Line 6. The phrase “my own cell” establishes that the story is to be told from the viewpoint of a first-person narrator. Again, the professional writer does not wait to establish such things.
Lines 10–17. Note the use of sense-appealing concrete details. Nothing abstract here: “shouted” command, “volley of rifle fire,” the “steady beat” of the drum. A few carefully selected words set up the harsh story world in a strong physical sense. And by the end of the short paragraph we know where the setting is, what it is called, how it is set up, and how the viewpoint narrator fits in.
Lines 18–21. We learn how long the narrator has been there, and the fact that some prisoners wait years for a trial. Although there has been no sign of an opening change to jar the story into forward motion, even the situation prior to the change is threatening in the extreme.

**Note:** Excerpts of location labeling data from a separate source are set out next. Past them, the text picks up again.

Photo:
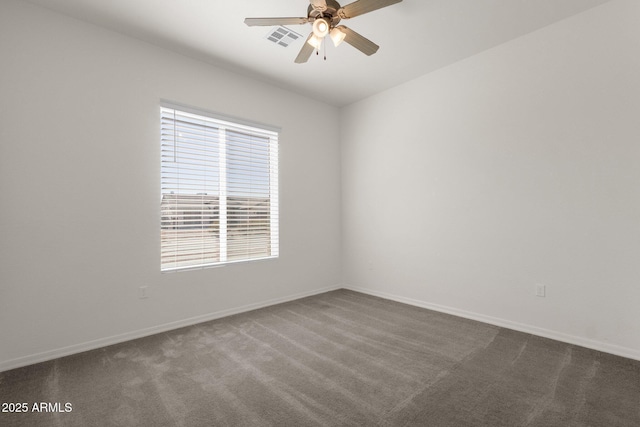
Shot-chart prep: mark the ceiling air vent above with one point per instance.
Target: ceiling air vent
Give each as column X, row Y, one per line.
column 283, row 36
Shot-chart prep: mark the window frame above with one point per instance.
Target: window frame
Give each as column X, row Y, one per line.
column 245, row 132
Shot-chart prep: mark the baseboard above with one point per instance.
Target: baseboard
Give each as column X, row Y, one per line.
column 629, row 353
column 103, row 342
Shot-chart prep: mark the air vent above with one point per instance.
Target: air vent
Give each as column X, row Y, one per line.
column 283, row 36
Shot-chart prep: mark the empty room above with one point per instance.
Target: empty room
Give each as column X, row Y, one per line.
column 320, row 213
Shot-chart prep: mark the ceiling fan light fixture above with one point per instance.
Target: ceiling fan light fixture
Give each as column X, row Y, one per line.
column 337, row 36
column 321, row 27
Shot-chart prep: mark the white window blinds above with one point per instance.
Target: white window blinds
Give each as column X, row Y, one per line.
column 219, row 191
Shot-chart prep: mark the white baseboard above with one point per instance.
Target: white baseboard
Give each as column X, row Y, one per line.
column 103, row 342
column 629, row 353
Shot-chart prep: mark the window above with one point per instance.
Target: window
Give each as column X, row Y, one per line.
column 219, row 190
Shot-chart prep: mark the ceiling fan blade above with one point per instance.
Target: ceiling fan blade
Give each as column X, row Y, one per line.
column 252, row 22
column 361, row 7
column 361, row 43
column 305, row 52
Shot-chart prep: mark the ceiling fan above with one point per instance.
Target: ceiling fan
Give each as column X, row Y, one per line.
column 325, row 15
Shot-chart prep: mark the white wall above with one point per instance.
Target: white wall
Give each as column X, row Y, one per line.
column 465, row 188
column 79, row 186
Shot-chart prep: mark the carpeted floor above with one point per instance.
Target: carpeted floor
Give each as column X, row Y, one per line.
column 336, row 359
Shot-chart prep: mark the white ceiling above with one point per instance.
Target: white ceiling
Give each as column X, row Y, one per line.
column 415, row 36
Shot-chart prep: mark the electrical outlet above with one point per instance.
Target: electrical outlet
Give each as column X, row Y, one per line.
column 142, row 292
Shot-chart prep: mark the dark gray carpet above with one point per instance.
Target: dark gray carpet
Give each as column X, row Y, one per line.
column 336, row 359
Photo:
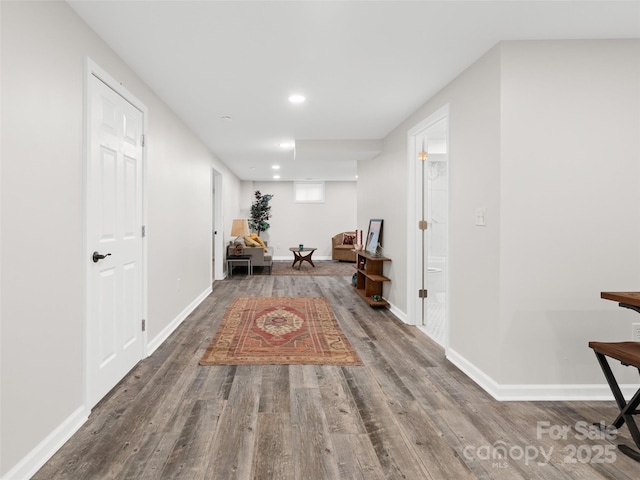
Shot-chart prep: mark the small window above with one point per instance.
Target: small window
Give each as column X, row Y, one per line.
column 308, row 192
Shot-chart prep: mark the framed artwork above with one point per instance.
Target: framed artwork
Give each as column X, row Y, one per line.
column 374, row 236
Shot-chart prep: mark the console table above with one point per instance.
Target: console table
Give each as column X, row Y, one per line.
column 240, row 259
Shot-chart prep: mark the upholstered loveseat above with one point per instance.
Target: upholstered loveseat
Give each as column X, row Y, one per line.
column 342, row 247
column 260, row 256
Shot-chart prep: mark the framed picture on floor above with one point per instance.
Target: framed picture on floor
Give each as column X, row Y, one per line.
column 374, row 236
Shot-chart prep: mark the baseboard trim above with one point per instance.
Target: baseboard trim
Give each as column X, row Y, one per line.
column 153, row 345
column 535, row 392
column 36, row 458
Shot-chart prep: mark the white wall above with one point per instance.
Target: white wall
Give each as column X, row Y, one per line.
column 311, row 224
column 44, row 45
column 546, row 136
column 570, row 210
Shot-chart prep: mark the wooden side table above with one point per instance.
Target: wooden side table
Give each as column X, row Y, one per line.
column 299, row 258
column 240, row 259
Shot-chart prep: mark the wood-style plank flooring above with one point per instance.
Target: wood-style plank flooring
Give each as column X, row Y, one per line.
column 406, row 414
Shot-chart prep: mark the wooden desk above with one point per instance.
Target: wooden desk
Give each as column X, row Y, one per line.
column 625, row 299
column 627, row 353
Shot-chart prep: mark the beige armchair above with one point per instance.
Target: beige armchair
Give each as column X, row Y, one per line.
column 341, row 251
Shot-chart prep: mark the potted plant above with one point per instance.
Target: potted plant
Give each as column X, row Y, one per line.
column 260, row 213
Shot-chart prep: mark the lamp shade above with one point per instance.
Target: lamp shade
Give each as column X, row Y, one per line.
column 240, row 228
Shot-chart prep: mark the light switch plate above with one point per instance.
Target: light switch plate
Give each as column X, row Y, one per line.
column 481, row 216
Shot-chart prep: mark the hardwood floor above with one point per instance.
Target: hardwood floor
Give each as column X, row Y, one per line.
column 407, row 413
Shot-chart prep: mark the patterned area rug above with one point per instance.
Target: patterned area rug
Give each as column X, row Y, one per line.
column 322, row 267
column 279, row 330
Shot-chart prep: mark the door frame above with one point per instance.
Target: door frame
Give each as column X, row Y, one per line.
column 218, row 223
column 414, row 198
column 93, row 70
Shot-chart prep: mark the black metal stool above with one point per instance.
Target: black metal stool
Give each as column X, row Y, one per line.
column 627, row 353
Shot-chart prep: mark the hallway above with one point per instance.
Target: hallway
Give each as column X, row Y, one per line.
column 407, row 413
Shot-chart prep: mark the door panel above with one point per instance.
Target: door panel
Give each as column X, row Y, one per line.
column 114, row 226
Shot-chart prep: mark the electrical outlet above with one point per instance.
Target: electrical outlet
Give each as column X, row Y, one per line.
column 635, row 332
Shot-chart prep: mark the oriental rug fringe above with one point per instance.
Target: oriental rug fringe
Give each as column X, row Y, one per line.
column 279, row 330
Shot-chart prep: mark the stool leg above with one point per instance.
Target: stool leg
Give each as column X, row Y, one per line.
column 627, row 410
column 613, row 385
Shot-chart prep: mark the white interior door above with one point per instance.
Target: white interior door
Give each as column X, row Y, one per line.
column 428, row 237
column 114, row 238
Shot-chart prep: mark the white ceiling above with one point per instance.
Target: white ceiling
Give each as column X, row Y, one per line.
column 364, row 66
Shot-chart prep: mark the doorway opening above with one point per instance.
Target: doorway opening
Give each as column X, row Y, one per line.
column 217, row 256
column 428, row 241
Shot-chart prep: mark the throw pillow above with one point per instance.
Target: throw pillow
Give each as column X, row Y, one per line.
column 258, row 240
column 348, row 238
column 250, row 242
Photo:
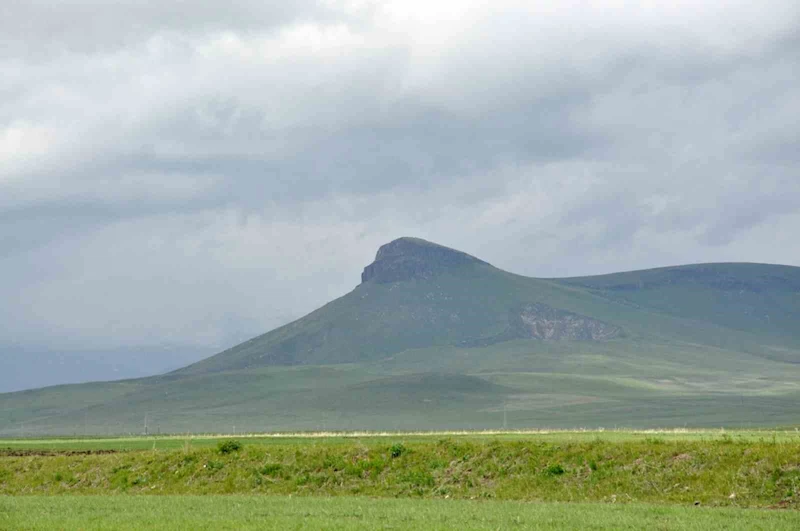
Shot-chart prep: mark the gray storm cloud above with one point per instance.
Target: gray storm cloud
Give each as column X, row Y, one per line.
column 193, row 174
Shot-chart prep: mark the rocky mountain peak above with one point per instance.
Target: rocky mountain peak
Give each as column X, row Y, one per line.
column 413, row 258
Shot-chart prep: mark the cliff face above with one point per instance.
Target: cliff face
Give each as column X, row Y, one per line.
column 539, row 321
column 412, row 258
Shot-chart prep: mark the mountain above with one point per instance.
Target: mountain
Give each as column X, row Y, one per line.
column 24, row 367
column 436, row 338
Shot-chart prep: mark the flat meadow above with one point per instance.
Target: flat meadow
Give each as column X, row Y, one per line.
column 664, row 479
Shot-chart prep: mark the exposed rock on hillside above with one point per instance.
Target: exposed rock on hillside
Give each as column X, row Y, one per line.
column 412, row 258
column 539, row 321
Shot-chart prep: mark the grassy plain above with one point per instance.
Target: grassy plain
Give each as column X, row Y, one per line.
column 724, row 470
column 286, row 512
column 788, row 434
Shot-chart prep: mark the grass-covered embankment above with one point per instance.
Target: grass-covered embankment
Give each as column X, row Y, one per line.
column 282, row 512
column 718, row 473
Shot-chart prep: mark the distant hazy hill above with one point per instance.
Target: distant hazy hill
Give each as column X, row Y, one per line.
column 436, row 338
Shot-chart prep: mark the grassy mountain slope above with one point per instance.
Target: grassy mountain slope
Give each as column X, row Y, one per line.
column 434, row 338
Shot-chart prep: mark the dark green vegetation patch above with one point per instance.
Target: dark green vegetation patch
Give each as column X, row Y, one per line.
column 711, row 473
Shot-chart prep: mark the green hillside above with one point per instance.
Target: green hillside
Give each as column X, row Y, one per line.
column 434, row 338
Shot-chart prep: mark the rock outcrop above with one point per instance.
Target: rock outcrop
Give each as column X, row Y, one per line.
column 413, row 258
column 539, row 321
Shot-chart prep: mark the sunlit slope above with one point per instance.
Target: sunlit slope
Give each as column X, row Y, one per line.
column 760, row 299
column 433, row 338
column 475, row 305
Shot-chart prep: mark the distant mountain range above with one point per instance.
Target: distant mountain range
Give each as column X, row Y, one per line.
column 435, row 338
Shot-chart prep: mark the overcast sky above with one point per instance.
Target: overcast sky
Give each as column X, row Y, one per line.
column 191, row 174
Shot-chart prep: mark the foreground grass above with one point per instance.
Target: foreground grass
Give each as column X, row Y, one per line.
column 282, row 512
column 165, row 442
column 725, row 472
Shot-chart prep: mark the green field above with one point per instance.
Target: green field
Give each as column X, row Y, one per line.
column 179, row 441
column 680, row 479
column 284, row 512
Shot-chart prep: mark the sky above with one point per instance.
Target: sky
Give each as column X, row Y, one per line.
column 186, row 175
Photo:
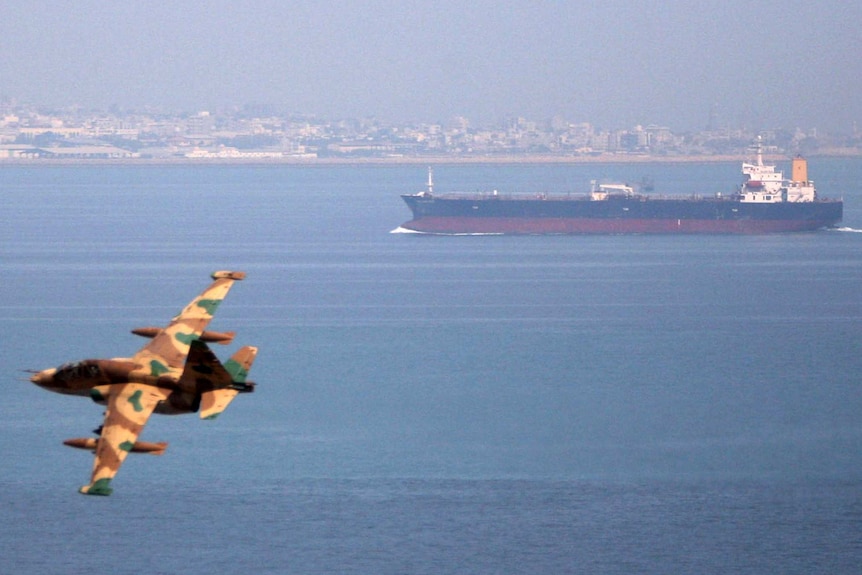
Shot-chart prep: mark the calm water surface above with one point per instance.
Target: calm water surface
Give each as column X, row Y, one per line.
column 618, row 404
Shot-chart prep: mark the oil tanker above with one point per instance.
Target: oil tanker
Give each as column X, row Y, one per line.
column 765, row 202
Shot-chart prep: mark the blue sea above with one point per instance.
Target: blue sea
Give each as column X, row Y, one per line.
column 485, row 404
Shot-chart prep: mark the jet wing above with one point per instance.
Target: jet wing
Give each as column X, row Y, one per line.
column 166, row 353
column 129, row 407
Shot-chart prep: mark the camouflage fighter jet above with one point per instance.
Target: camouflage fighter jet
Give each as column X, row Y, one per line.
column 175, row 373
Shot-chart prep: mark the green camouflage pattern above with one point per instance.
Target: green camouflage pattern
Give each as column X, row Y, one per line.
column 175, row 373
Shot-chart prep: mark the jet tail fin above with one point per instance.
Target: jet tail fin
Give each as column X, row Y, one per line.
column 214, row 402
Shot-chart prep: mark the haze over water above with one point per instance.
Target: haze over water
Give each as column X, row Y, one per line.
column 610, row 404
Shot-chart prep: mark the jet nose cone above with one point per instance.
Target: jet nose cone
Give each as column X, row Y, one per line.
column 43, row 378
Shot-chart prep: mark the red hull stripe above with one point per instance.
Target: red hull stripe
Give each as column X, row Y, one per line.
column 468, row 225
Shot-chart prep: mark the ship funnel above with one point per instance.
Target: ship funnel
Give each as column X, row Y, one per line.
column 799, row 169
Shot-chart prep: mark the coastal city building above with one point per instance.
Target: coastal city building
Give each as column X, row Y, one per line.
column 29, row 133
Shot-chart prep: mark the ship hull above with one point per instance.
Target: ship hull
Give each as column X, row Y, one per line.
column 495, row 215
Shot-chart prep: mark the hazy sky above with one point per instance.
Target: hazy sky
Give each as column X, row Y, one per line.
column 614, row 63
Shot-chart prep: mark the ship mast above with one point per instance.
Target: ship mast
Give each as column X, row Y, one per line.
column 759, row 152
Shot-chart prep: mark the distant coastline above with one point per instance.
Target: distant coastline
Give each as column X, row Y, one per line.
column 501, row 159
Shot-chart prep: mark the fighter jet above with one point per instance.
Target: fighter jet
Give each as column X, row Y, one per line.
column 175, row 373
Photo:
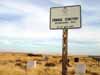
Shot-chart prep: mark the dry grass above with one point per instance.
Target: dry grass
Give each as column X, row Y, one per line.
column 15, row 64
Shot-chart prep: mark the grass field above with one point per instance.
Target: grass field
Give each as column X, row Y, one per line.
column 15, row 64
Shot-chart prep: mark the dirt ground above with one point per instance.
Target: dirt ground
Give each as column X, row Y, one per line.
column 16, row 64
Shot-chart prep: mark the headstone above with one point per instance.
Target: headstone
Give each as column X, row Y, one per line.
column 80, row 69
column 31, row 64
column 76, row 59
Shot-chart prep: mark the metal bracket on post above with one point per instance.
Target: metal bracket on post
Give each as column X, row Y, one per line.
column 65, row 52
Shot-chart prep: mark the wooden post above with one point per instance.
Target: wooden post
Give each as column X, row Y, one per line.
column 65, row 52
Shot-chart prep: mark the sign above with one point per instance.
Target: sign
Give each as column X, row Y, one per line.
column 80, row 69
column 31, row 64
column 67, row 17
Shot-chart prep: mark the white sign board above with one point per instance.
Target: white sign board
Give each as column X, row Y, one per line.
column 80, row 69
column 31, row 64
column 67, row 17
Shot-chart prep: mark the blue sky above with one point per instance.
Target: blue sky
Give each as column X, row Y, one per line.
column 24, row 27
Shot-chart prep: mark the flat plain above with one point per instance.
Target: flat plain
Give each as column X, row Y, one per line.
column 16, row 64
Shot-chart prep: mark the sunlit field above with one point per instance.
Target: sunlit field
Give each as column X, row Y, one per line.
column 15, row 64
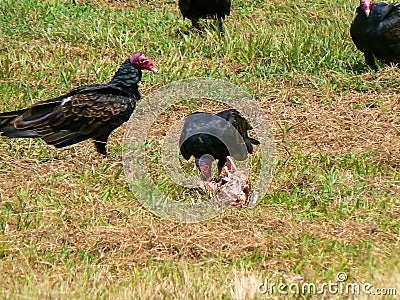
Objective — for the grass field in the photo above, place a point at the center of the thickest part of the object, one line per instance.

Lines 31–32. “… when everything changed.” (Italics supplied here.)
This excerpt gives a professional novelist a thrill of delight. It seems perfect. It starts with a colorful situation that is already ghastly for the central character, who is introduced at once. Threat is established in the opening lines. Then a change comes—and the story must start moving forward at once.
EXCERPT 2
The opening of chapter 1 of Dropshot, by Jack M. Bickham. Tor Books, © 1990 by Jack M. Bickham.
Commentary
I hope the reader will forgive me for using some excerpts from my own published work. It’s done not out of a desire for ego-gratification, but as a convenience: I know my own work, and can recall my intentions at the time I produced it; thus it’s to be hoped that my commentary will make sense.
Lines 2–3. The change is specified at once, with no delay of any kind: the arrival of a letter. The time and place of opening are also set up in the first dozen words.
Lines 3–6. Concrete, physical details are designed to establish the setting not in the abstract, but at the gut level of physical sensing.
Line 8. A second “hook” for the reader. (“What does he mean, he’s crazy? Why is he crazy?”) A change—in the form of a letter—has already come, although we don’t know its contents as yet. But as in the Higgins excerpt previously examined, the change hits a character already in an abnormal, threatened state.
The moral (again): Stories start with change. And in today’s world they do not start subtly or slowly.